W piśmie do szefa resortu zdrowia prezes NRL zwrócił również uwagę na zawarte w uzasadnieniu rozporządzenia stwierdzenie, że nie będzie ono miało wpływu na działalność mikro oraz małych i średnich przedsiębiorców. Lekarze objęci zakazem z powodu pracy w szpitalu lub oddziale zakaźnym, wykonujący praktykę zawodową są przedsiębiorcami i na skutek tego zakazu utracą możliwości prowadzenia działalności gospodarczej w dotychczasowym zakresie. Podmioty zatrudniające lekarzy objętych zakazem pracy, z dnia na dzień utracą kadry niezbędne do udzielania świadczeń opieki zdrowotnej swoim pacjentom.

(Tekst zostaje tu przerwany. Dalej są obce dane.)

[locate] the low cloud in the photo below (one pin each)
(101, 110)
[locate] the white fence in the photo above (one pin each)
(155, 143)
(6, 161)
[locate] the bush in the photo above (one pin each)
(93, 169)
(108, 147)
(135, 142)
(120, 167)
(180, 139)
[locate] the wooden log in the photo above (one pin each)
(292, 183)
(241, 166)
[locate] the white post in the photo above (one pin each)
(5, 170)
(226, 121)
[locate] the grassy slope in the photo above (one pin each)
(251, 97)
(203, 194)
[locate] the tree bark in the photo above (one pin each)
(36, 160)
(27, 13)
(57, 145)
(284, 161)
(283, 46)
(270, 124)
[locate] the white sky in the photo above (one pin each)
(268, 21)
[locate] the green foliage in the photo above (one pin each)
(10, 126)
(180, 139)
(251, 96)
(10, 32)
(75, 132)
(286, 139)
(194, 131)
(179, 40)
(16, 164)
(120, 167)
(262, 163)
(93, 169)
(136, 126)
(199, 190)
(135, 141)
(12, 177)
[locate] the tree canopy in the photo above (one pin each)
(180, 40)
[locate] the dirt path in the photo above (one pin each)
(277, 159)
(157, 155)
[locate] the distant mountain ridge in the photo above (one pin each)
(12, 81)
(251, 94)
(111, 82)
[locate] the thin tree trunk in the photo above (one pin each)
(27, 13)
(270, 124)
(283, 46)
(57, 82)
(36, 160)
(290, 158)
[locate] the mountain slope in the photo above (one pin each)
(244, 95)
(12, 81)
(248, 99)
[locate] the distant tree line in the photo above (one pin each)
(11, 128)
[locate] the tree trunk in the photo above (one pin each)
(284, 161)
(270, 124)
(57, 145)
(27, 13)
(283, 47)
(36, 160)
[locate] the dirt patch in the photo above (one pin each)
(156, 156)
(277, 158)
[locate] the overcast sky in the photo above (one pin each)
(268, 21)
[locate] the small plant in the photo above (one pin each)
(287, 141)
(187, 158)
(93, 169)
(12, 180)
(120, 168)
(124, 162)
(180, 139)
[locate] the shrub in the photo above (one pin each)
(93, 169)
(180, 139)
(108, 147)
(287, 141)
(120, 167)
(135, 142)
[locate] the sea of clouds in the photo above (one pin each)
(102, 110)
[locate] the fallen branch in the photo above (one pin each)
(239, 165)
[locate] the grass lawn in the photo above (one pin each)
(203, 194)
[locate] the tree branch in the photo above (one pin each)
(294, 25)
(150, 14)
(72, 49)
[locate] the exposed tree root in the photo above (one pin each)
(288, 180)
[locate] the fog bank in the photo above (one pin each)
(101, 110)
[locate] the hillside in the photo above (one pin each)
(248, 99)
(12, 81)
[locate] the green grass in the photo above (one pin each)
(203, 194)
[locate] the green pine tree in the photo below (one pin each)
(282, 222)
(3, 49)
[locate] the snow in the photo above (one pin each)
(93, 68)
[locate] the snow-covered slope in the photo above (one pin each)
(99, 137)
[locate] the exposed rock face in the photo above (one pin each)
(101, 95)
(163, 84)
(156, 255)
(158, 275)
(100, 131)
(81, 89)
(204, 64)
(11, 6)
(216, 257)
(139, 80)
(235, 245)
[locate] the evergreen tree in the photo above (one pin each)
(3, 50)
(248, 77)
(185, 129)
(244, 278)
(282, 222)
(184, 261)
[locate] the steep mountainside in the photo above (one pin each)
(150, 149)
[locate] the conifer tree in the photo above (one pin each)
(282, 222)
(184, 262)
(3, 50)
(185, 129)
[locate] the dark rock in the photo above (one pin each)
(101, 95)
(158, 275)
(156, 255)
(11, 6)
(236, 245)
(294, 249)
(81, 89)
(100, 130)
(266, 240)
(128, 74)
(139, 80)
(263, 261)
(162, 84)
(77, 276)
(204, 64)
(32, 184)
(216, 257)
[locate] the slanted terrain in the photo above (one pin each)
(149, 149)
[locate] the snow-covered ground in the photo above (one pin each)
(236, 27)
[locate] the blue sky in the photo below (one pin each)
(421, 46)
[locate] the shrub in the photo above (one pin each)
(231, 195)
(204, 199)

Wprowadzona regulacja będzie więc miała istotny wpływ zarówno na mikroprzedsiębiorców, jak i małych i średnich przedsiębiorców. W ocenie samorządu lekarskiego ten wpływ to przede wszystkim dezorganizacja pracy wielu podmiotów wykonujących działalność leczniczą, co pogorszy w sposób fundamentalny dostępność świadczeń opieki zdrowotnej. „W czasie epidemii pacjenci chorują również na inne choroby niż COVID-19 i z ich powodu również umierają. Mając ograniczony dostęp do opieki medycznej od prawie 2 miesięcy, niewątpliwie część osób utraciła zdrowie i życie, a przez omawiane rozporządzenie ten dostęp ograniczony zostanie jeszcze bardziej” – informuje NIL.

Między innymi na te aspekty zwrócono uwagę w stanowisku PNRL z 21 kwietnia. Prezes Andrzej Matyja podkreślił, że zastrzeżenia w nim zawarte odnosiły się do tak fundamentalnych kwestii, że zasługiwały na podjęcie dyskusji z przedstawicielami środowiska lekarskiego w celu wypracowania konsensu. Z oburzeniem stwierdził, że zostały one całkowicie zlekceważone. Prezydium NRL traktuje to jako przejaw ignorowania samorządu lekarskiego, który ma konstytucyjny obowiązek występować w interesie publicznym.

Prezes NRL zapewnił w skierowanym do ministra zdrowia piśmie, że mimo wszystko samorząd lekarski nie zrezygnuje ze spoczywającej na nim odpowiedzialności. Podkreślił, że jest to wpisane w etykę zawodową i szacunek dla pracy wszystkich lekarzy i lekarzy dentystów, co powinno być bliskie każdemu z nich, niezależnie od tego, jaki w danym momencie urząd piastuje.